# NLP with RNNs and Attention

## Using Character RNNs

Character RNNs or char-RNNs are RNNs that try to predict the next character or word in a sentence allowing them to generate text

### Example of Generating Text

#### Data Prep

In [1]:
import numpy as np
import tensorflow as tf

2025-04-28 17:16:27.900687: I tensorflow/core/util/port.cc:153] oneDNN custom operations are on. You may see slightly different numerical results due to floating-point round-off errors from different computation orders.

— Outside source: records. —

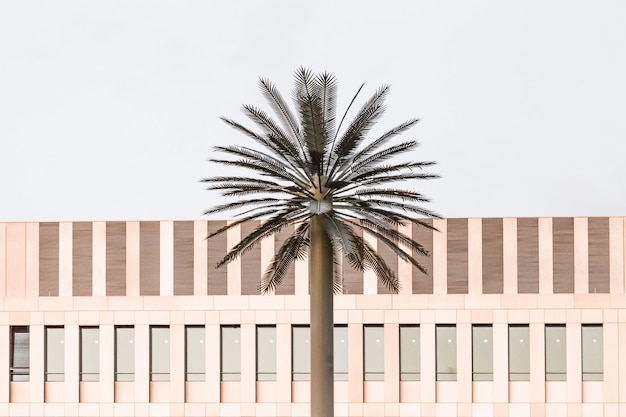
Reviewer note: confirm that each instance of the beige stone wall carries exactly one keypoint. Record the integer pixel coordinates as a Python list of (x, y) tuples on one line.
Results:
[(22, 304)]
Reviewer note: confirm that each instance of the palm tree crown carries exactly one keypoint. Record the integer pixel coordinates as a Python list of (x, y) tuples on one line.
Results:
[(306, 165)]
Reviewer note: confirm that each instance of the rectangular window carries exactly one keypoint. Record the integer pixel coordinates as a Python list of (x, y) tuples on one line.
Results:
[(20, 353), (266, 353), (89, 354), (446, 352), (593, 352), (482, 352), (124, 353), (194, 353), (556, 353), (409, 353), (301, 354), (159, 353), (340, 347), (519, 352), (373, 353), (55, 354), (231, 353)]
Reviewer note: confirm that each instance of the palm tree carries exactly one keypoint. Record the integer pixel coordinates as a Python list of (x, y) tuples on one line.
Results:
[(329, 183)]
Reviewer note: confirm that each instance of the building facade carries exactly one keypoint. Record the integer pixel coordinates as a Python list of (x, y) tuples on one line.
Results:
[(517, 317)]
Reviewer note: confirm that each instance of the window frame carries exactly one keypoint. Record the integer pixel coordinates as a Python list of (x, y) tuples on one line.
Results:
[(124, 376), (592, 375), (19, 373), (410, 375), (50, 375), (157, 376), (557, 374), (514, 353), (487, 373), (87, 376), (268, 374), (373, 352), (230, 375), (440, 375)]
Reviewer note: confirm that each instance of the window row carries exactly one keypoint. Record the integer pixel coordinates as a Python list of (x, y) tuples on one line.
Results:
[(266, 353)]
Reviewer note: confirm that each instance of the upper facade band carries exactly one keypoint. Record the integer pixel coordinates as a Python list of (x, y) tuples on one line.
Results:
[(576, 255)]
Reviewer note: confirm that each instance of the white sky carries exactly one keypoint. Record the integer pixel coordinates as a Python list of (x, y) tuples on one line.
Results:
[(109, 109)]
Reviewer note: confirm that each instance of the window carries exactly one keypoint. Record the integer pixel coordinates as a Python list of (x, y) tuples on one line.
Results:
[(482, 352), (194, 353), (446, 352), (231, 353), (89, 354), (409, 353), (124, 353), (593, 352), (55, 354), (301, 354), (159, 353), (266, 353), (373, 353), (519, 353), (20, 353), (340, 347), (556, 353)]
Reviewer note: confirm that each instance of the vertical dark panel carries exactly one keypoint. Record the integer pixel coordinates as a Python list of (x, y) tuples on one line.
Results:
[(492, 256), (423, 283), (250, 262), (392, 260), (183, 258), (288, 286), (116, 258), (82, 255), (563, 253), (48, 259), (527, 256), (457, 256), (217, 281), (599, 255), (149, 258), (352, 278)]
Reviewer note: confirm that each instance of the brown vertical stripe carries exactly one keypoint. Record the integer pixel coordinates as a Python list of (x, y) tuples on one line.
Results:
[(116, 258), (492, 256), (423, 283), (599, 255), (48, 259), (82, 255), (217, 280), (149, 258), (288, 286), (250, 262), (183, 258), (563, 252), (391, 259), (457, 256), (527, 256), (352, 278)]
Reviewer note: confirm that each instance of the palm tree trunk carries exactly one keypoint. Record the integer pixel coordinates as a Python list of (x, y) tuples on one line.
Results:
[(321, 290)]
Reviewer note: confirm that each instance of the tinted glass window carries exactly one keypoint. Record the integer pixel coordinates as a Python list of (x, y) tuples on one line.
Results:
[(89, 354), (593, 353), (231, 353), (409, 353), (519, 353), (159, 353), (556, 353), (446, 352)]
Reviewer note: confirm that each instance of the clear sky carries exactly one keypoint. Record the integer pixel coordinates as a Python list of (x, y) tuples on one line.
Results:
[(109, 109)]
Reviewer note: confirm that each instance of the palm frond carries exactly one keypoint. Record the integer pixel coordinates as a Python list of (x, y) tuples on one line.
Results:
[(292, 248), (306, 165), (279, 106)]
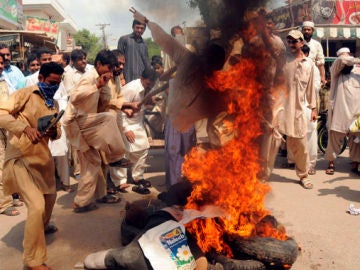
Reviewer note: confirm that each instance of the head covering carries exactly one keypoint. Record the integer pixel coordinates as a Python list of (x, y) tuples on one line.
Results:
[(309, 24), (177, 193), (296, 34), (342, 50)]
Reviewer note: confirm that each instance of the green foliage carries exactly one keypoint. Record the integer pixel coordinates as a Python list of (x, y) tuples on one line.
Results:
[(153, 48), (89, 43)]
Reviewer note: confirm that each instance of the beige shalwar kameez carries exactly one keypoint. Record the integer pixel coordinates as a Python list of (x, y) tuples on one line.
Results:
[(90, 132), (300, 88), (29, 168), (344, 107)]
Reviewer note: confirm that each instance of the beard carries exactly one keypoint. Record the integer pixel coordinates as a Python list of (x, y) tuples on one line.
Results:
[(307, 37)]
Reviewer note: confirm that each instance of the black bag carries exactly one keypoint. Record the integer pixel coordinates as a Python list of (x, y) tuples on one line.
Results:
[(48, 121)]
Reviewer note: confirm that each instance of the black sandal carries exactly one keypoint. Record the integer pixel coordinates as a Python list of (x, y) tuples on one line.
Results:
[(143, 182), (86, 208), (109, 199), (141, 189)]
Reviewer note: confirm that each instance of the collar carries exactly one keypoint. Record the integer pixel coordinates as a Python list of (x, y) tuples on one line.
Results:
[(137, 39)]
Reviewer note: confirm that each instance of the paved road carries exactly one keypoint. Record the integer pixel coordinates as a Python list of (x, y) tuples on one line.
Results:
[(317, 219)]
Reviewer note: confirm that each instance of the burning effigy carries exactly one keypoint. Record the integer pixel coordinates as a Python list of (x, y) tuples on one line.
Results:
[(236, 93)]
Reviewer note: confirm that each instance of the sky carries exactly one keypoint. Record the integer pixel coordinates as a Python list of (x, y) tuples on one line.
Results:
[(88, 13)]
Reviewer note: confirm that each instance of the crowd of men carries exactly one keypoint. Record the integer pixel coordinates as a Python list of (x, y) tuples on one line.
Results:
[(102, 131)]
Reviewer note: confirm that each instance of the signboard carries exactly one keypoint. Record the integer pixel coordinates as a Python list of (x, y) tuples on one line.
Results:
[(9, 10), (50, 27), (347, 12), (339, 12)]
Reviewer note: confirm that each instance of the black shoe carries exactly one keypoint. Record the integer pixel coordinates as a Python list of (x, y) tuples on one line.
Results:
[(143, 182), (123, 163), (50, 229)]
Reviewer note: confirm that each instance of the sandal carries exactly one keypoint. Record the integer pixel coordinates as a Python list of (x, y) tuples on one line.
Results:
[(50, 229), (17, 203), (354, 167), (112, 191), (11, 211), (67, 188), (143, 182), (312, 171), (122, 163), (306, 183), (109, 199), (331, 169), (141, 189), (86, 208)]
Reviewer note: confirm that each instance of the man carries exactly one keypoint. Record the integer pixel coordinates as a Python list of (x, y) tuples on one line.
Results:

To turn them off, set the environment variable `TF_ENABLE_ONEDNN_OPTS=0`.
2025-04-28 17:16:28.076025: E external/local_xla/xla/stream_executor/cuda/cuda_fft.cc:477] Unable to register cuFFT factory: Attempting to register factory for plugin cuFFT when one has already been registered
E0000 00:00:1745878588.137224    6157 cuda_dnn.cc:8310] Unable to register cuDNN factory: Attempting to register factory for plugin cuDNN when one has already been registered
E0000 00:00:1745878588.156235    6157 cuda_blas.cc:1418] Unable to register cuBLAS factory: Attempting to register factory for plugin cuBLAS when one has already been registered
2025-04-28 17:16:28.316953: I tensorflow/core/platform/cpu_feature_guard.cc:210] This TensorFlow binary is optimized to use available CPU instr

In [2]:
shakespeare_url = 'https://homl.info/shakespeare'
filepath = tf.keras.utils.get_file('shakespeare.txt', shakespeare_url)
with open(filepath) as f:
    shakespeare_text = f.read()

In [3]:
print(shakespeare_text[:80])

First Citizen:
Before we proceed any further, hear me speak.

All:
Speak, speak.


In [4]:
## Encode text
text_vec_layer = tf.keras.layers.TextVectorization(split='character', standardize='lower')
text_vec_layer.adapt([shakespeare_text])
encoded = text_vec_layer([shakespeare_text][0])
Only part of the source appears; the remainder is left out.